Si les eurosceptiques n’ont pas réussi à mettre un terme à l’affreuse domination d’une idéologie venue d’ailleurs, il est possible que l’abstention, qui sera de toute façon prise en compte par les gouvernants, soit le déclencheur du processus de décontamination. Regardons les choses : l’Assemblée de Strasbourg/Bruxelles va s’échiner pour désigner le prochain Président de la commission. La Chancelière et le Président français ont dit OUI MAIS, à M. Barroso, qui va terminer son mandat, alors que certains viennent de s’apercevoir, avant de le réélire, que M Barroso n’avait jamais présenté de programme - La chose n’est pas extraordinaire, un élu dans cette Assemblée, dit depuis toujours : qu’il faut se faire élire d’abord et établir son programme ensuite.
Tout cela est fort bien, M. Barroso possède quelque chances d’être reconduit, parce qu’il ne fait d’ombre à personne.
Mais derrière cette affaire et celle de la nomination des "K" ommissaires qui vont occuper une grande place dans les journaux, le principal se profile.
Chacun le sait, le résultat de ces élections a été extrêmement mauvais pour le gouvernement anglais qui devrait laisser sa place dans quelques mois, et peut-être même avant, vu les problèmes que rencontrent M. Gordon Brown et ses Ministres.
Or le Chef de l’opposition, Mr. Cameron, vient de s’engager à organiser un referendum en Angleterre sur le traité de Lisbonne ( comme il n’existe pas de constitution écrite, il est possible de ne pas tenir compte de la ratification Parlementaire) or, un REFERENDUM EN ANGLETERRE = NON et ce serait la mort du Traité de Lisbonne.
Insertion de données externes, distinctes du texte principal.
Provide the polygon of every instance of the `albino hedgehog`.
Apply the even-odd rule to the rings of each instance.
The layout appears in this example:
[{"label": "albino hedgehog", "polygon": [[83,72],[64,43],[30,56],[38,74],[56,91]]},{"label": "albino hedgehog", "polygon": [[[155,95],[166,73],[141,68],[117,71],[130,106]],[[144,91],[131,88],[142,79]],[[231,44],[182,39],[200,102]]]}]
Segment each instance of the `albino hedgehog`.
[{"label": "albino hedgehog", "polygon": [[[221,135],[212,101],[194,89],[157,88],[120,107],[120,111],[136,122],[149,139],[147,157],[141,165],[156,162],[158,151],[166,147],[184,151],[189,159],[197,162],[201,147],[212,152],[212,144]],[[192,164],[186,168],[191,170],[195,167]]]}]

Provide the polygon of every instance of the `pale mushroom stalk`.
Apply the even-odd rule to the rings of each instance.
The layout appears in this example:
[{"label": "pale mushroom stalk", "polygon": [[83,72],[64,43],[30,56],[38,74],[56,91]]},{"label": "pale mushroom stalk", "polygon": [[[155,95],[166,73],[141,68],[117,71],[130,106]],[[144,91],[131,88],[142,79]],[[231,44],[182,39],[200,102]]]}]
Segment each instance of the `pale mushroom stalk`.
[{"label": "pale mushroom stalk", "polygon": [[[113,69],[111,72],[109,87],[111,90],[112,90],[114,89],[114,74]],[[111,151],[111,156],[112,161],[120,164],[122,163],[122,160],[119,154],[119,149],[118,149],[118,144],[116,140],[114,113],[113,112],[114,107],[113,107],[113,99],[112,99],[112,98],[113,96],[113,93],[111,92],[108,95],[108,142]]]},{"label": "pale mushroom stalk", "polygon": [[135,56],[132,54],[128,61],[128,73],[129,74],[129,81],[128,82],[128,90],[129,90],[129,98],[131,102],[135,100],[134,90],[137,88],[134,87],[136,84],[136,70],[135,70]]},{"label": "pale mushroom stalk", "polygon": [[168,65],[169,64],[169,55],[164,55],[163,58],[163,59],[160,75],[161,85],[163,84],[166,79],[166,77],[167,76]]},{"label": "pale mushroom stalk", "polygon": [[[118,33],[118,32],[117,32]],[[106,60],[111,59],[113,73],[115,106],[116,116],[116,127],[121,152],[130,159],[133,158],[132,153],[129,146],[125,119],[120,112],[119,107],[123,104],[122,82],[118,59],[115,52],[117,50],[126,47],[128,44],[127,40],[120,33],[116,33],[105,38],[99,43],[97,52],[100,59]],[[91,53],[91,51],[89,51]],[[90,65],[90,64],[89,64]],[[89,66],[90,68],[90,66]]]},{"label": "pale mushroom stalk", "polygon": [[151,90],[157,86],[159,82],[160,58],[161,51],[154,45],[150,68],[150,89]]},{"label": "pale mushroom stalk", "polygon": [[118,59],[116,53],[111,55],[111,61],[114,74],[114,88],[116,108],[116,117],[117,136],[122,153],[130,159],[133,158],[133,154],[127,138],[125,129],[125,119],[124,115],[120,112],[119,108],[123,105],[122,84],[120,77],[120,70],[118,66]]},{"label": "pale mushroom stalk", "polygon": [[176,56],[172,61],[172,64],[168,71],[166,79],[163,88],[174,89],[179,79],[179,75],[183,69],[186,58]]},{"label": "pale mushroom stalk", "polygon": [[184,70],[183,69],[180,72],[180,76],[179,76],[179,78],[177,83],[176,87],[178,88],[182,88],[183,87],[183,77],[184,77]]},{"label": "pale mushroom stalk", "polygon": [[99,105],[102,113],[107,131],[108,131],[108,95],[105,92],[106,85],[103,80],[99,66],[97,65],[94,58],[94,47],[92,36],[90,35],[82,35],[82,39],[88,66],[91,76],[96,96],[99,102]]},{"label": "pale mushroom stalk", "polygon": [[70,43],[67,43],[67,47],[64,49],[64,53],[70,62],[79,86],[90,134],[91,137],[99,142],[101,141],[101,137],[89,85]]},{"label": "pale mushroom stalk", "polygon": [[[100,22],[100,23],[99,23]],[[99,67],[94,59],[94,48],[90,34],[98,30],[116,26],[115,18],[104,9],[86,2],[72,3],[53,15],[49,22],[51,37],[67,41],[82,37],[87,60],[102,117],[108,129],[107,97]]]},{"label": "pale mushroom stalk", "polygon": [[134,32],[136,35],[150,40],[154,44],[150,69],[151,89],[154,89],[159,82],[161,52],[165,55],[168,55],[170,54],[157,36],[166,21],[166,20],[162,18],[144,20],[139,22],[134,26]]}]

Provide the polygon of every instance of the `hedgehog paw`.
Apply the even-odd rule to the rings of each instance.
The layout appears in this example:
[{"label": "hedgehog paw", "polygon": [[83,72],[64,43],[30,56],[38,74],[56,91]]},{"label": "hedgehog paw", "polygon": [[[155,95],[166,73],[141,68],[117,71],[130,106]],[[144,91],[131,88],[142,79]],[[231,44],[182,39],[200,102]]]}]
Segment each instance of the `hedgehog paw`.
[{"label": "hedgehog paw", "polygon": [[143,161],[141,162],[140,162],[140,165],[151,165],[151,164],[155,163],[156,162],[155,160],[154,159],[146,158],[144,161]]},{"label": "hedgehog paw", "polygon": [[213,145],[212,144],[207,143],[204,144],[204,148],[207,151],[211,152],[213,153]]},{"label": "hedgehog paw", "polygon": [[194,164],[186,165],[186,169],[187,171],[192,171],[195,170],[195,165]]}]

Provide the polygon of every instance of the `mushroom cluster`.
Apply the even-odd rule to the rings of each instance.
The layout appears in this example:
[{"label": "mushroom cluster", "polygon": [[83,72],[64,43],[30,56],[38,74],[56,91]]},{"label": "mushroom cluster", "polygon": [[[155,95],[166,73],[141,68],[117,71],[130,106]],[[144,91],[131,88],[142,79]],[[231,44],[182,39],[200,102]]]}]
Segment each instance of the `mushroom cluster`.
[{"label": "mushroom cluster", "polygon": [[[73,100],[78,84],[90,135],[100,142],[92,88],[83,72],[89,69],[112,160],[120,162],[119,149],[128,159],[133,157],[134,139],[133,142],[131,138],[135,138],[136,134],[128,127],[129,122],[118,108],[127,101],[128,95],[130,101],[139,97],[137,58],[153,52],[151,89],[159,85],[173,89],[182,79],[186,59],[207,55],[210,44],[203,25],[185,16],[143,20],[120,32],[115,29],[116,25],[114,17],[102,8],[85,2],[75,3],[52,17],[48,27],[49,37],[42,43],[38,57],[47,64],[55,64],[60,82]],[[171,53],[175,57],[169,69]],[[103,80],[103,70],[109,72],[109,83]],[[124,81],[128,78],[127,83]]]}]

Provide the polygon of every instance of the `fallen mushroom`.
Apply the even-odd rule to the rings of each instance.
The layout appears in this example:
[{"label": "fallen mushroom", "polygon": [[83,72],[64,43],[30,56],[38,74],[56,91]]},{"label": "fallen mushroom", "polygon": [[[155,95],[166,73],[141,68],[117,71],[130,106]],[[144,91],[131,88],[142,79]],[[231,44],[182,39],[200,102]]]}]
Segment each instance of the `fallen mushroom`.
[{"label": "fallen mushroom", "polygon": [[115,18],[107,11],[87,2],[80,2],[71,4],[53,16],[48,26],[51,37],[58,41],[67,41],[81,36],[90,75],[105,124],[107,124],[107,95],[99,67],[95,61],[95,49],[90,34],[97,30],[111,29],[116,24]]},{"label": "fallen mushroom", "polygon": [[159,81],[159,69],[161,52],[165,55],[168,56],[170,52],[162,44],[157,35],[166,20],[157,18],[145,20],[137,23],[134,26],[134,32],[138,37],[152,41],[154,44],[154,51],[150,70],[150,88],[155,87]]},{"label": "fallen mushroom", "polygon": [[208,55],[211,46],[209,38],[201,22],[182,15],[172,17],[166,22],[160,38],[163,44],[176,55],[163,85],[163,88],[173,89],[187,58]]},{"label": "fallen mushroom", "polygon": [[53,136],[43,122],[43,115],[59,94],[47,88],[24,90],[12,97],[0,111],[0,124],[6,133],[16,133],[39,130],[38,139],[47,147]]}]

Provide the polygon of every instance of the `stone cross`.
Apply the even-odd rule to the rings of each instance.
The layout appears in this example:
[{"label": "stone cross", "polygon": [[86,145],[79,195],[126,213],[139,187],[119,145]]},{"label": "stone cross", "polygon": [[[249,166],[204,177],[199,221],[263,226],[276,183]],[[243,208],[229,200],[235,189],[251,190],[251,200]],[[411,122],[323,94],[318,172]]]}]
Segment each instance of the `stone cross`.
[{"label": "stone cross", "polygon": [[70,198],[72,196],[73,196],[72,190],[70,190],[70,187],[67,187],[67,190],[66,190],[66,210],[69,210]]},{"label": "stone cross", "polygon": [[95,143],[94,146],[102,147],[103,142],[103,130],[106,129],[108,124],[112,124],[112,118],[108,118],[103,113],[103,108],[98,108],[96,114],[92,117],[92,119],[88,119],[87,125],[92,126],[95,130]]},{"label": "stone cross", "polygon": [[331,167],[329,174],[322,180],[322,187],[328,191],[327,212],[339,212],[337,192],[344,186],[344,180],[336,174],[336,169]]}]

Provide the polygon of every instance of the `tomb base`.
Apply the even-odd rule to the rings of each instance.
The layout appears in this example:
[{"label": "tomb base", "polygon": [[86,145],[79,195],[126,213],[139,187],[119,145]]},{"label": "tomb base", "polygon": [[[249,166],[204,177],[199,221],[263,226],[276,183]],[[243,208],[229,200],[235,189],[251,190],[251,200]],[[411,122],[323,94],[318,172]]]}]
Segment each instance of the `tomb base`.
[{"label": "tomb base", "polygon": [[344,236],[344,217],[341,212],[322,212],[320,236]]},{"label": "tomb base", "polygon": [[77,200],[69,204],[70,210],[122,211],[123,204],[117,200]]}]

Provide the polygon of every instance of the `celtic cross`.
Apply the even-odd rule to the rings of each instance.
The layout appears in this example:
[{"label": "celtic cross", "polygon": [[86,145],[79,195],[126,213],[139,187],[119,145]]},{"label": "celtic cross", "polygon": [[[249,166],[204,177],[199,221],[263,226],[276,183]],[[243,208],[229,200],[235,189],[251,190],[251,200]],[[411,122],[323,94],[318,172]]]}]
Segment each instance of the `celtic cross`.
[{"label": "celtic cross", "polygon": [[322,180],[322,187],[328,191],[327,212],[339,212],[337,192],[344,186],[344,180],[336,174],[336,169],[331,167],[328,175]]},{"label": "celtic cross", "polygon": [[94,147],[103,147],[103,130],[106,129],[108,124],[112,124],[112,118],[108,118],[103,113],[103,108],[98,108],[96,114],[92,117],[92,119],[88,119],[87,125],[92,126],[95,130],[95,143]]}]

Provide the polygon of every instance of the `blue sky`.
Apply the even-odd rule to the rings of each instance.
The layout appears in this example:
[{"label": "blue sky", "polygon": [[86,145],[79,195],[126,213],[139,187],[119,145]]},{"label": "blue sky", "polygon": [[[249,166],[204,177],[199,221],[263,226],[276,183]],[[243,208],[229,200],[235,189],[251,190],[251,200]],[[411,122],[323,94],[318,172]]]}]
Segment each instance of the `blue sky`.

Rappelons que pour l’instant l’Irlande doit revoter, que les Présidents Klaus et Kaczynski n’ont toujours pas signé la ratification du Traité. Que s’ils pouvaient attendre les prochaines élections en Angleterre, il en serait terminé de Lisbonne.
Toujours ce machin européen mais dans un autre domaine : Même si nous considérons qu’une règlementation en matière financière doit être réalisée, nous pensons qu’il appartient au FMI, et à lui seul, d’établir de nouvelle règles, après avoir fait participer tous les États à leur établissement. Mais nous rejetons le projet d’harmonisation réglementaire au niveau européen, surtout qu’elle sera du domaine de la BCE.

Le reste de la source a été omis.